Old-fashioned and heavenly are words to describe this moist, spicy carrot cake. Be prepared; your company will want seconds! —Barbara Estabrook, Appleton, Wisconsin
  • Total Time
    Prep: 25 min. Bake: 25 min. + cooling
  • Makes
    16 servings


  • 1-1/2 cups sugar
  • 1 cup plus 2 tablespoons canola oil
  • 3 large eggs
  • 1/2 cup orange marmalade
  • 1-1/2 teaspoons almond extract
  • 2-1/4 cups all-purpose flour
  • 2 teaspoons baking powder
  • 2 teaspoons ground cinnamon
  • 1 teaspoon salt
  • 1/4 teaspoon baking soda
  • 1/4 teaspoon ground nutmeg
  • 2 cups shredded carrots
  • 4 ounces white baking chocolate, finely chopped
  • 3/4 cup chopped almonds
  • 1/3 cup finely chopped crystallized ginger
  • 11 ounces cream cheese, softened
  • 1/4 cup butter, softened
  • 1-3/4 cups confectioners' sugar
  • 3 tablespoons orange marmalade
  • 1/2 teaspoon ground cinnamon
  • 1/4 cup finely chopped crystallized ginger


  • Line two 9-in. round baking pans with waxed paper; grease and flour the pans and paper. Set aside.

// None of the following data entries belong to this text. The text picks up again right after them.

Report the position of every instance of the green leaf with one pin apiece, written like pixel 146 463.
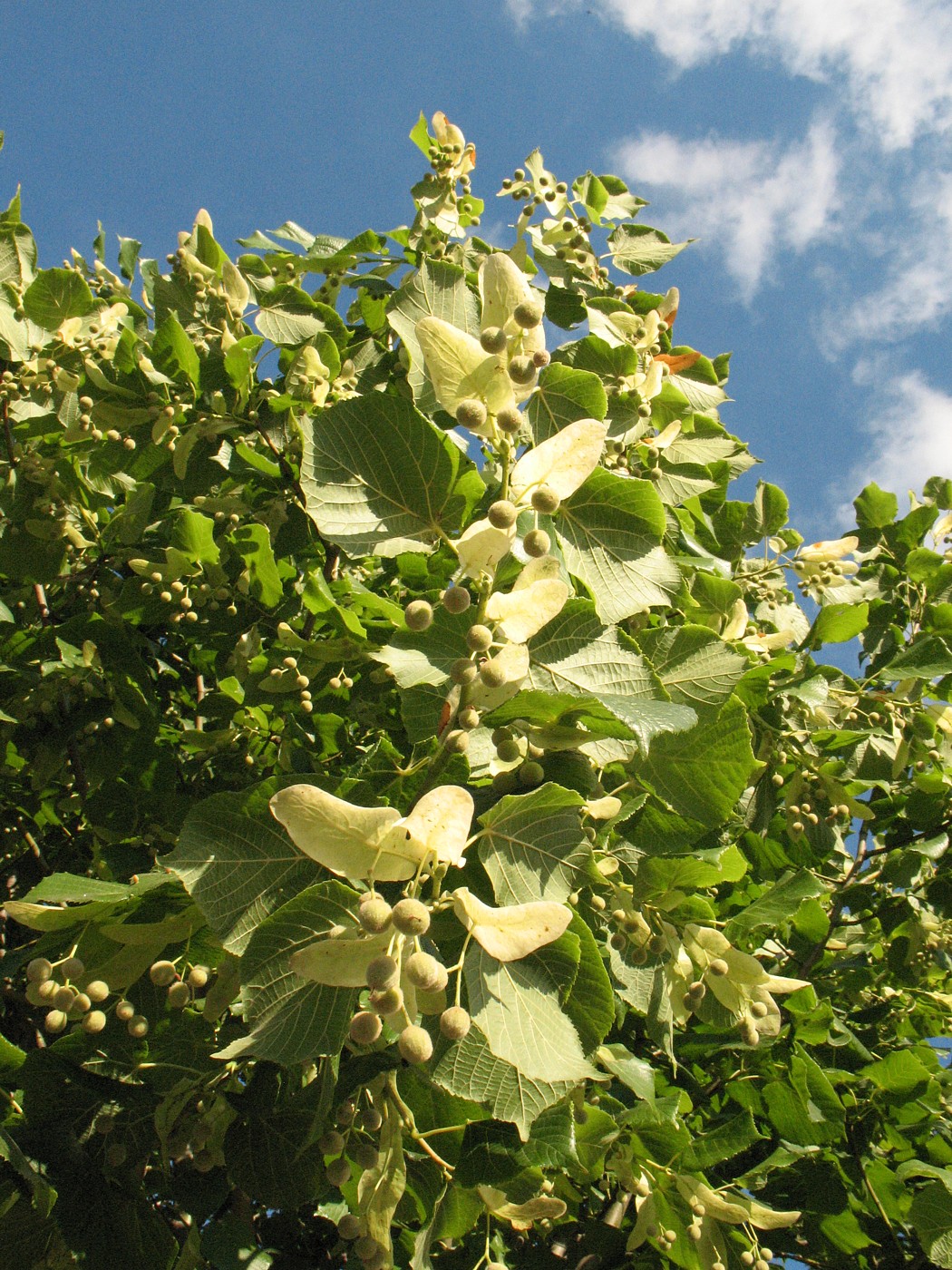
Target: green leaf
pixel 590 1001
pixel 42 1193
pixel 768 512
pixel 253 542
pixel 470 1070
pixel 174 353
pixel 10 1058
pixel 129 256
pixel 294 1020
pixel 634 1072
pixel 562 396
pixel 805 1109
pixel 56 295
pixel 533 846
pixel 378 476
pixel 835 624
pixel 516 1007
pixel 930 1216
pixel 438 289
pixel 575 653
pixel 237 866
pixel 609 533
pixel 638 249
pixel 695 667
pixel 927 658
pixel 288 318
pixel 900 1073
pixel 875 508
pixel 723 1143
pixel 702 772
pixel 777 905
pixel 272 1156
pixel 194 535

  • In a large bowl, beat the first five ingredients until well blended. Combine the flour, baking powder, cinnamon, salt, baking soda and nutmeg; gradually beat into sugar mixture until blended. Stir in the carrots, chocolate, almonds and ginger. Transfer to prepared pans.
  • Bake at 350° for 25-30 minutes or until a toothpick inserted in the center comes out clean. Cool for 10 minutes before removing from pans to wire racks to cool completely.
  • For frosting, in a large bowl, beat cream cheese and butter until fluffy. Add the confectioners' sugar, marmalade and cinnamon; beat until smooth. Stir in ginger.
  • Place one cake layer on a serving plate; spread with 1 cup frosting. Top with remaining cake layer. Frost top and sides of cake. Store in the refrigerator.
Nutrition Facts
1 slice: 579 calories, 32g fat (9g saturated fat), 70mg cholesterol, 338mg sodium, 69g carbohydrate (48g sugars, 2g fiber), 7g protein.